One of the unexpected things I learned from Horace concerned the early history of what we might call Slavistics in the United States. From 1809 until 1814 John Quincy Adams had served as our country's first ambassador to Russia (officially the "Minister Plenipotentiary in the Russian imperial capital of St. Petersburg"). In the 1830s, concerned that Americans did not know as much as they should about Russia, he donated a small number of books about Russia to the Harvard College Libraries. I learned these facts from an informal presentation that Horace delivered to a group of members and friends of the Harvard Slavic Department one evening in 1986, in a graduate student's apartment. Although most of the details about his own biography that Horace shared that evening found their way into the published version of that conversation (a review article about the history of Slavic Studies in the United States in Slavic Review 42(2)), what Horace emphasized for us, with characteristic modesty, was that his birth date placed him just a year or two ahead of most of the generation of American Slavists who emerged during the flowering of the discipline in the wake of the first Sputnik launch in 1957. This timing meant that he was present for the education and training of a good part of the next several generations of American Slavists, continuing the tradition inaugurated at Harvard by our sixth president of taking steps to ensure that Americans know something about the Slavic lands and peoples.

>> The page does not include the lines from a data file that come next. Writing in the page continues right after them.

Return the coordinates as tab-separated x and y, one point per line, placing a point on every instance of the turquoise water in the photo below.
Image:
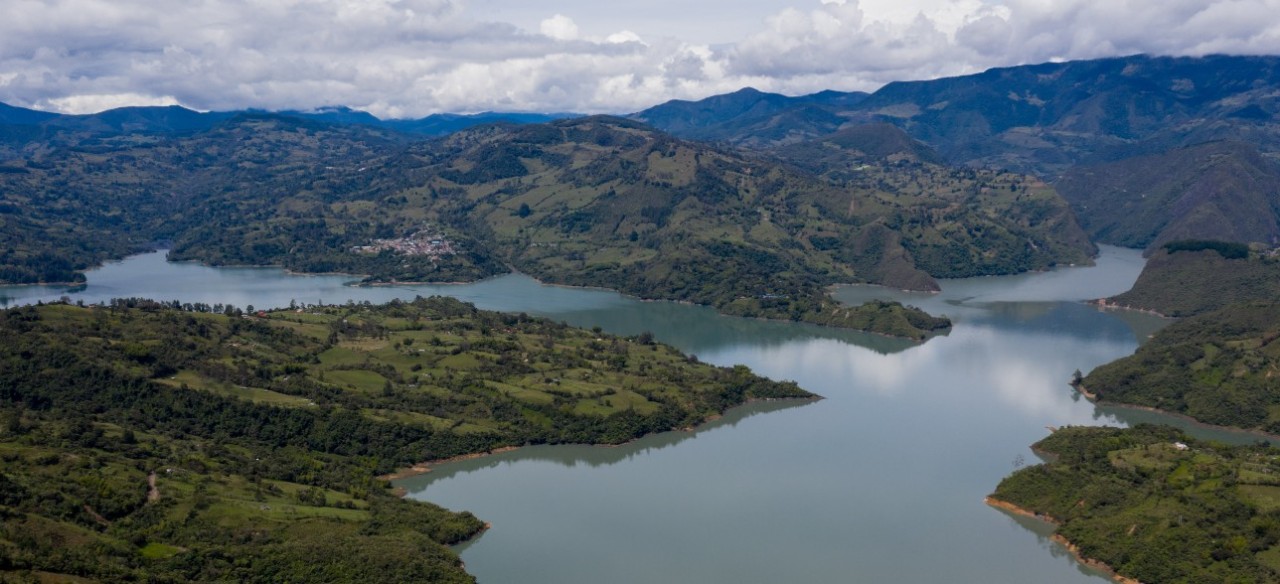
883	480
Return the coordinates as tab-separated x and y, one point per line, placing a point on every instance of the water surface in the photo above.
883	480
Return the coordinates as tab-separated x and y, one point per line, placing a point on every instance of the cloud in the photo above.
560	27
411	58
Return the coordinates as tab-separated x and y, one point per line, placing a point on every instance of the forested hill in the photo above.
1220	368
598	201
1221	190
1155	505
1147	149
1185	278
144	441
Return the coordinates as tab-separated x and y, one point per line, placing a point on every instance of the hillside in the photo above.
595	201
1220	368
1147	149
1043	118
151	442
1191	282
752	118
1155	505
1212	191
603	201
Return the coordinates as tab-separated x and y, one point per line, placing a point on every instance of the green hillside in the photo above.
1191	282
144	441
1212	191
1221	368
1155	505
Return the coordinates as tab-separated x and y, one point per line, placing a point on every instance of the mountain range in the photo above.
789	194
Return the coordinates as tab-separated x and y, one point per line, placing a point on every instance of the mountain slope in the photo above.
1219	368
1184	283
1223	190
752	118
602	201
146	442
599	201
1047	117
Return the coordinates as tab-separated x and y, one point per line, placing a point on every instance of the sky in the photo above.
414	58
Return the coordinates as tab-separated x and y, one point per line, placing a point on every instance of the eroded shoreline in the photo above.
1075	551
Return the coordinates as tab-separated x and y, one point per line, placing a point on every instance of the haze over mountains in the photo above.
1144	150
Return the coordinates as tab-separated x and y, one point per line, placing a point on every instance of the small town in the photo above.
417	245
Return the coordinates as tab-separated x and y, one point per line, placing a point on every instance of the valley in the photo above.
935	258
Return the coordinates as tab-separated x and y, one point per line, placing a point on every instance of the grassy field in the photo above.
142	442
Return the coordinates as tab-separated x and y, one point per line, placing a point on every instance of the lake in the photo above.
883	480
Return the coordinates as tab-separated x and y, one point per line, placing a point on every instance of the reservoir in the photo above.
882	482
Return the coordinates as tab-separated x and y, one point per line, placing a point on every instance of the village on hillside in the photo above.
421	243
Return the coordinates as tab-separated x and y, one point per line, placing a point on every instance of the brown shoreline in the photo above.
1104	304
424	468
1075	551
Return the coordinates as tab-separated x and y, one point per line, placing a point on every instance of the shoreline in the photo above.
1093	398
1105	305
359	283
426	466
1070	547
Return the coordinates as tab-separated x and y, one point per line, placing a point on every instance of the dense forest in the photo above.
1220	368
1187	278
1155	505
168	442
597	201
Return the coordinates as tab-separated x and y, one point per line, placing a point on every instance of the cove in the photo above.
883	480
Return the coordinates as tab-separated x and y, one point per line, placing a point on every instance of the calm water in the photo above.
882	482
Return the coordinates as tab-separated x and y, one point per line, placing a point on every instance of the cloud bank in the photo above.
411	58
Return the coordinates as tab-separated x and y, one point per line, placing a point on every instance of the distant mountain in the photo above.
444	124
1146	149
752	118
23	117
1185	283
1055	114
146	119
1223	190
600	201
24	128
842	155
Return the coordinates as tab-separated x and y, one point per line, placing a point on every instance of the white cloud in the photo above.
88	104
560	27
410	58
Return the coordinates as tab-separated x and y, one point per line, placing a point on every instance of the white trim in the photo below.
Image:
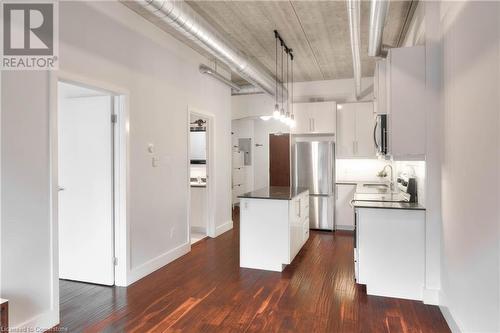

As a freshman at Harvard in 1937, Horace had never heard of linguistics, although, like many a prep-school student of his generation, [End Page 7] he had studied several foreign languages: Greek, Latin, French, German, and (somewhat unusually for the time) Spanish. Horace's initial interest in Russian emerged from a simple desire to round out his acquaintance with the major language families of Europe and, at the urging of Samuel Hazzard Cross, he majored not in Russian, but in German, writing a B.A. honors thesis on "Herman Hesse since 1928." Horace's early graduate studies at Berkeley with George Rapall Noyes were followed by service abroad during the war, and then by a decision to study in Prague on a Masaryk Fellowship in 1946. In Prague his Czech colleagues expressed surprise that an American would choose to study Slavic linguistics in Europe when Roman Jakobson was, after all, in the United States. Horace had met Roman Osipovi in 1946 at the Summer Linguistic Institute of the Linguistic Society of America, where Jakobson was lecturing on Indo-European metrics. Although Horace recalled having had considerable difficulty understanding both the content of the lecture and Jakobson's English pronunciation, they did have an amiable conversation about Prague. When Ernest Simmons visited Prague in 1947 and encouraged Horace to complete his degree at Columbia, where Jakobson was teaching, Horace relocated to New York, where he defended his dissertation on "The orthography of eleventh-century Russian manuscripts" in 1949. That same year Michael Karpovich succeeded in persuading Jakobson to move to Harvard, bringing with him Horace, Svatava Pirková Jakobson, fourteen current Columbia graduate students, and five newly admitted Columbia graduate students who had not yet begun their studies. The "renaissance" of Slavic studies in the States in general and at Harvard in particular slowed slightly in the mid-1950s, but the tremendous increase in federal funding that emerged after Sputnik in 1957 (a new reason for our government to think that Americans should know something about Russia) meant that for most of his career Horace found himself teaching in one of the most active and productive North American centers for Slavic studies.